It is a common term which can include a number of diagnosis or causes and is not an actual injury or diagnosis in itself. It is the name athletes often give to pain along the inside of the shin bone. Medial tibial stress syndrome or medial tibial traction periostitis is a more accurate description of what is usually going on.
The muscles of the lower leg pull on the periosteum or sheath surrounding the shin bone causing pain and inflammation. This is an over use injury resulting from increasing running mileage too quickly, excessive training on hard surfaces and running on your toes as in sprinting repetitions.
Certain biomechanical factors such as over pronation (rolling in) of the feet may be seen or particularly tight calf muscles can increase the likelihood of developing shin pain.
Medial tibial stress syndrome is the most common cause of shin pain which people generally refer to as shin splints. It is primarily an over use injury where repetitive strain causes traction forces on the sheath surrounding the bone resulting in pain and inflammation.
Treating shin splints involves reducing pain and inflammation, identifying and correcting training errors and biomechanical problems and restoring muscles to their original condition through stretching, exercises and massage.
Apply the PRICE principles of protection, rest, ice, compression and elevation to reduce initial pain and inflammation. Apply a cold therapy and compression wrap to the painful area of the shin for 10 minutes every hour initially reducing frequency to 3 or 4 times a day as symptoms improve.
Rest - avoid running, jumping or any other activities which make symptoms worse. Replace running with swimming or cycling. If you have to be on your feet a lot then applying a simple shin taping technique can reduce the strain on the lower leg helping rest the soft tissues and often may instantly relieve painful symptoms. Taping can be applied all the time until pain has gone and then occasionally during exercise as activities levels are built up.
Protect and support the area with a shin splint sleeve or compression support. This will help keep the muscles warm and supple as well as providing support to the inflamed tissues.
A doctor may prescribe anti inflammatory medication such as Ibuprofen in the early or acute stage (do not take if you have asthma) and orthotic insoles to correct biomechanical problems of the foot may be prescribed. A full rehabilitation program with exercises, particularly stretching for the calf muscles is important with a very gradually return to full fitness. Finding a shin splints cure involves combining a number of different treatment techniques together.

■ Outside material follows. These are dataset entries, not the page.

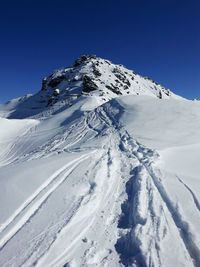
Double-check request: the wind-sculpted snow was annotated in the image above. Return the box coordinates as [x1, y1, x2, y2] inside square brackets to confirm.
[0, 92, 200, 267]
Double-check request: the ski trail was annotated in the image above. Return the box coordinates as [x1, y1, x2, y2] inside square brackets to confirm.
[0, 151, 95, 250]
[176, 175, 200, 211]
[0, 155, 91, 233]
[145, 165, 200, 266]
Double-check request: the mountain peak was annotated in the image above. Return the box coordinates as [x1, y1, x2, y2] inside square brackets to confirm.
[1, 55, 180, 118]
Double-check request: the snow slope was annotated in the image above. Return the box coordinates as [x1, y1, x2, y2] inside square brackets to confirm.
[0, 58, 200, 267]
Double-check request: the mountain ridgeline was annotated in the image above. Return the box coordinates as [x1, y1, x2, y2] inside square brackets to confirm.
[7, 55, 177, 118]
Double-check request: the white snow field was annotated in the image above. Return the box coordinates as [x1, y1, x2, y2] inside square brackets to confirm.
[0, 57, 200, 267]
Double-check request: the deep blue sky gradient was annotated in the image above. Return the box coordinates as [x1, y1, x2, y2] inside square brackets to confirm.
[0, 0, 200, 103]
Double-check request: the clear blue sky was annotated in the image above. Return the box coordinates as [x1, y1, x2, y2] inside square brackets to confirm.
[0, 0, 200, 103]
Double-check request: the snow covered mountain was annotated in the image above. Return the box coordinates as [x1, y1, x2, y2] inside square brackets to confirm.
[0, 56, 200, 267]
[0, 55, 180, 118]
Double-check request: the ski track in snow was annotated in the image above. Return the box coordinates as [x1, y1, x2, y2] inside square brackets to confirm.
[0, 98, 200, 267]
[0, 151, 94, 250]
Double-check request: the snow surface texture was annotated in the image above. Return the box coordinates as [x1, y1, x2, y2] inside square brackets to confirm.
[0, 56, 200, 267]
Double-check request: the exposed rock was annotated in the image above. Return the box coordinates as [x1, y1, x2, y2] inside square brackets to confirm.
[83, 75, 98, 93]
[48, 75, 66, 87]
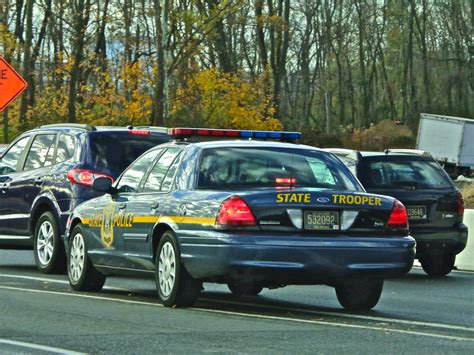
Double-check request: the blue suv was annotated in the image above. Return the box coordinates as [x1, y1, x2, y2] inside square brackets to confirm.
[0, 124, 170, 273]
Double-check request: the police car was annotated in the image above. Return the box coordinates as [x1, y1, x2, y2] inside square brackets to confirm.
[65, 128, 415, 310]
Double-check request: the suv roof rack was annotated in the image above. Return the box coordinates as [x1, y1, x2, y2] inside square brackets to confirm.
[39, 123, 97, 131]
[384, 149, 431, 157]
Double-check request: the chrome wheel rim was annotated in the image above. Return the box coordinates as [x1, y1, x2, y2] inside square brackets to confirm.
[158, 242, 176, 297]
[36, 221, 54, 265]
[69, 233, 85, 282]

Sports massage can be used to reduce tension in the muscles of the lower leg which may be causing traction on the bone. Removing any tight lumps, bumps and knots as well as encouraging blood flow may aid the healing process. However, it is important to avoid the bone as massage for shin pain done incorrectly may increase inflammation and pain.
Exercises to stretch the muscles of the lower leg are important, in particular calf stretching exercises will stretch the tibialis posterior muscle which is often associated with shin pain. Calf stretching exercises should be done both with the knee straight and bent. Strengthening exercises may also be required although being an overuse injury it is rest and stretching which should be the priority. A gradual return to full fitness is important. Calf raises and toe raise exercises can help get the muscles of the lower leg working again.